Your solution to this assignment should be uploaded to HW 3 on moodle by 11:55 PM on Sunday, 15 February, 2015.
The objective
This assignment has one big objective: Showing that you can write a program following a well documented interface on your own.
The task
The big view
The task is to do a little web scraping. Specifically, to write a program that is started from a command similar to the following:
[…]$ home3sol http://blah.com/blither.html
The program will download the referenced URL, perhaps by connecting to the web server and then search the HTML for hyperlinks. In those cases, the program will print the hyperlink target and the hyperlink text (without any internal tags). For example, if the downloaded page contains the following text:
<p> This is a repeat of <a href="../../../Fall2003/363/projects/index.html">CSCI 363 Exercise 2</a> from the Fall 2003 semester. </p>
Output similar to one of following would be printed.
CSCI 363 Exercise 2 ==> ../../../Fall2003/363/projects/index.html
CSCI 363 Exercise 2 ==> ../../../Fall2003/363/projects/index.html
Is that really possible?
Yes! And it isn’t that hard because there is a Python module
HTMLParser
that does all the hard work.
Remember the objective: following a well documented interface
on your own.
Your need to read the
HTMLParser
documentations
and look at some examples before you start programming.
Remember that the syllabus requires you to “cite any sources, including the work or advice of other students, used in completing their assignments”.

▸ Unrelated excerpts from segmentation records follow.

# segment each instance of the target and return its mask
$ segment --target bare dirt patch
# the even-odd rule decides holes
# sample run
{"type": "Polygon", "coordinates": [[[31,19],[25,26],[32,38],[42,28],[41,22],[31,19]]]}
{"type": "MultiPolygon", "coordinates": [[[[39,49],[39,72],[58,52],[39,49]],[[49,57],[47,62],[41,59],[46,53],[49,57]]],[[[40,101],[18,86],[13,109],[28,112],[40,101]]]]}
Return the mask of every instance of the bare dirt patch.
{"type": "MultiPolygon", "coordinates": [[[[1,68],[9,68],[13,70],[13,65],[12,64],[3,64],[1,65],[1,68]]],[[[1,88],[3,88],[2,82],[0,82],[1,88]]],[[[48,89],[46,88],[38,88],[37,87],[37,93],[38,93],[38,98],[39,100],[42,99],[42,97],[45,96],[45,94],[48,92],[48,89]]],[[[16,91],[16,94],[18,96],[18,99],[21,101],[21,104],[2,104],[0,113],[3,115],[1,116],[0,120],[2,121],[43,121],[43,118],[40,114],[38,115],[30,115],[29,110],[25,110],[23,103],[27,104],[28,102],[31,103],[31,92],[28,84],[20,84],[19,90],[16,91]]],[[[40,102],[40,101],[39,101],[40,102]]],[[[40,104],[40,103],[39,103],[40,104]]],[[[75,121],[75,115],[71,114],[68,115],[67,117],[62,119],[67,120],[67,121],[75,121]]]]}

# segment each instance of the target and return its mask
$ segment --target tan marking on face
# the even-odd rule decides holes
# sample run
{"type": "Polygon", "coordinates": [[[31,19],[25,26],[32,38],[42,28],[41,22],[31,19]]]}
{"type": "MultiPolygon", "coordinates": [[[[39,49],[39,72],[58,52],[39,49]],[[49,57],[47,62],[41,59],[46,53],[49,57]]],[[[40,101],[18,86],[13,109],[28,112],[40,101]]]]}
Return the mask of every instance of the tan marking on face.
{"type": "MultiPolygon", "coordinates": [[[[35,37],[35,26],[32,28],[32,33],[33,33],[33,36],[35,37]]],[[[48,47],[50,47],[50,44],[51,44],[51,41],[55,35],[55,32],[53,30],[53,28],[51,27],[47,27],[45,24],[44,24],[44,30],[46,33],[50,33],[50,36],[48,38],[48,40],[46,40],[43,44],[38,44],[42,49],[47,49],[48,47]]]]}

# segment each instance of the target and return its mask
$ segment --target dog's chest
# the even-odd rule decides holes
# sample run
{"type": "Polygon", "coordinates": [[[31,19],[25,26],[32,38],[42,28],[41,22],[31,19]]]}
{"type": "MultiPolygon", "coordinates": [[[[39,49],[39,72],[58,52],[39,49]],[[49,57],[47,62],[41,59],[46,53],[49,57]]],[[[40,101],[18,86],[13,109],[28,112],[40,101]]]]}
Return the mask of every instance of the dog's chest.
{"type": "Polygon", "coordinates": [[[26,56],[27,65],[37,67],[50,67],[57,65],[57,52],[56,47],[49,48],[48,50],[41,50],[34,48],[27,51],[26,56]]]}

Do I really have to use the socket
stuff?
You can use Python’s
urllib2
module if you wish.
Grading
Your program should to be well-written and well-documented. They are also expected to be robust with the following exception: If the URL has illegal URL, your program is allowed to go down in flames. In order to receive more than 50%, your program must demonstrate that it has been tested. In order to receive more than 25%, your program must be written in legal Python.